Sometimes I would deny the timeline shift, thinking that they still behave the same. Sometimes I would try to comfort myself thinking a timeline shift would happen again and everything will be back to normal. Sometimes I would cry missing how things used to be. I had only few friends to depend on. Old friends still remember my family’s last timeline.
The whole month, I kept observing everything and everyone. I’m an INFJ. My empath side was affected and so was my mind. I was curious and I had to find out my new ancestral patterns for my mission work. So that I could heal myself and also improve my Twinflame connection. I have all the memories of the old timeline and zero memories of the new timeline. The only thing that I could rely on for survival, was my intuition. Family narratives, it’s something that everyone would tell you a different story from their perspective, you have to use your discernment.
I would observe my parents every day. Sometimes I thought maybe they have exchanged their shadow sides. Sometimes I thought they still have the same light and shadow sides. But most of the time I would reach the conclusion, that Nahh they are different, very different. These people like spicy food for some reason 😅, these days everyone is having less spicy food because of me. Imagine your family changing their eating habits suddenly.
My Twinflame connection had also entered a new Karmic cycle at the same time, when I came home. I was being triggered from all sides, for some more days. Conflicts with my family and conflicts with my Twinflame. But that helped me, to identify my wounding and patterns. All the core wounds are same in both timelines but I could see deeper layers of my trauma, on the basis of how it manfiested in my reality. Some wounds are the same in both timelines but I had disassociated it, in the old timeline too. Some wounds, I remember like flashes of memory of the second timeline. It all seems very foggy to me.
If my Twinflame connection wasn’t there to trigger me, I won’t have been able to analyse my own patterns. Because I don’t remember any wounds in this timeline, I just have reactions in my energy body to those wounds. 8 months back, I was awakened and healed, I don’t even want to react to anything, but somehow my ego takes over and still reacts to the wounds that I don’t even remember. All the 8 months, I always end up talking to myself about why am I reacting. Spirit guides also helped me to understand some wounds and patterns, but without spoon-feeding.
After understanding my parents, I had do Boundary setting with them. And with almost everyone in my life after understanding myself. because we are different people now, who require new sets of boundaries, otherwise we would have had never ending conflicts. Finally I had some kind of peace in my life.
That was the time when I could have focused on soul searching on what to do next and how to heal from this tragic timeline shift. But the dark karmic did so much spellwork, for 2 entire months, she was trying to stop time by using witchcraft. To delay the Twinflame union and to stop the ending in the Karmic connection.

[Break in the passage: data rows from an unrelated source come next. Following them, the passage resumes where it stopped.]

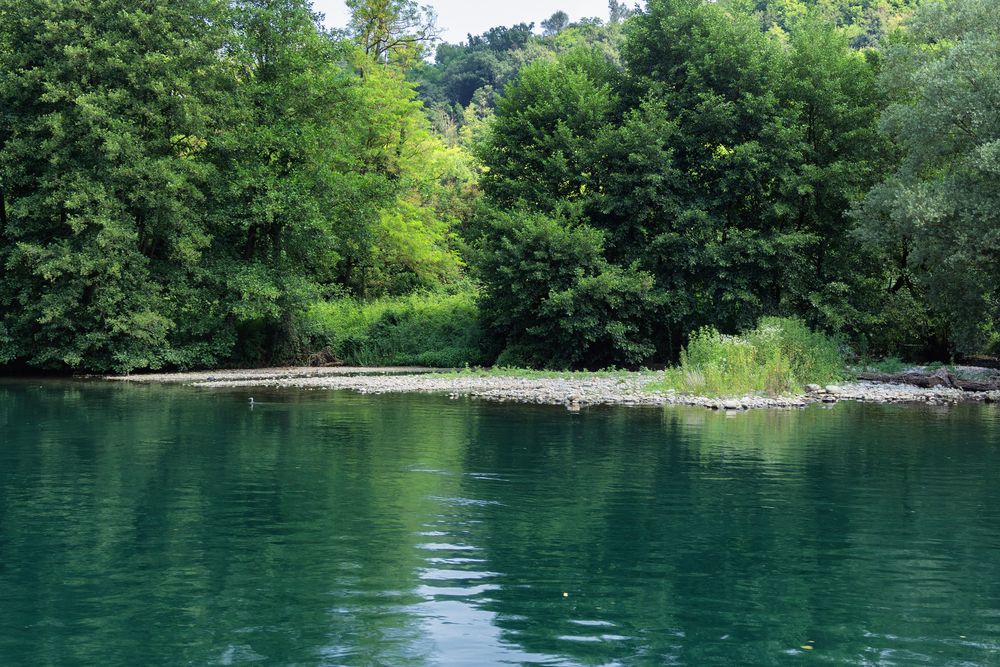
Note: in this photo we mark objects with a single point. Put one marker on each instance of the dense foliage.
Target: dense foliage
(779, 356)
(438, 330)
(224, 181)
(180, 207)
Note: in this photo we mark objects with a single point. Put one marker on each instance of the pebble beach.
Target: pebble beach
(574, 391)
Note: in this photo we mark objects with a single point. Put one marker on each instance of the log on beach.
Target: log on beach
(940, 378)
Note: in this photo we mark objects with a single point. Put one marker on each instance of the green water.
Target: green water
(174, 526)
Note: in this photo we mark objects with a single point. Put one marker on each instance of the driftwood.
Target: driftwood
(940, 378)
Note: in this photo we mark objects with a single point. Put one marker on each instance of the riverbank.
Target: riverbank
(573, 390)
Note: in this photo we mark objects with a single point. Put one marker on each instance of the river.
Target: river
(154, 525)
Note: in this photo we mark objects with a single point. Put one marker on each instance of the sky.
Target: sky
(458, 18)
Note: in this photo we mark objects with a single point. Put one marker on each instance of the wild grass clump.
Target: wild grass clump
(778, 357)
(430, 329)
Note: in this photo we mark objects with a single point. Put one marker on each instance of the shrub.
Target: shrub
(429, 329)
(551, 300)
(778, 357)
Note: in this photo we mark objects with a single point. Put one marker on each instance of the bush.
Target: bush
(551, 300)
(778, 357)
(431, 329)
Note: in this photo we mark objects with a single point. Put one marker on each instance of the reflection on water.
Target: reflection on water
(151, 525)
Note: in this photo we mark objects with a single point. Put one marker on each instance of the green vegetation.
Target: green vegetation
(437, 330)
(255, 188)
(779, 356)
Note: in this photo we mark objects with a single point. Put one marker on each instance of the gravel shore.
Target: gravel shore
(573, 390)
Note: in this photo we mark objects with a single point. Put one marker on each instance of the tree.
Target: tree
(551, 300)
(104, 181)
(392, 30)
(555, 23)
(940, 211)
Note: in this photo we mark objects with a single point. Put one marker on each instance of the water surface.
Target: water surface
(165, 525)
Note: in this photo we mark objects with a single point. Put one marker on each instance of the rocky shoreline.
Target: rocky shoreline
(575, 391)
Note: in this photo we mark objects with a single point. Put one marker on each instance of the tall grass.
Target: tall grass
(435, 330)
(778, 357)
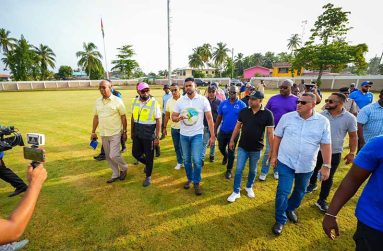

We also had some more karmic cycles to play out in my Twinflame connection. Finally, the universe gave me time to breathe, to do soul searching. I was already focused on self-care and taking rest. Then my twinflame’s higher self started connecting with me. The higher self wasn’t blocked anymore from connecting with me. He knew, that particular week is going to be hard for me. So he started showing me signs and a lot of songs that reminded me of him. It triggered me, when DM finally reaches out to DF, at first the DF gets triggered. And I was getting communitcation after 8 months. There was also a tower moment in 3D to trigger me into dark night of the soul. This is when I tried to connect with my twinflame’s higher self in meditation. In two days, I found myself in a dark night of the soul. It took me time to realise that my twinflame’s higher self was already here, before tried to call him.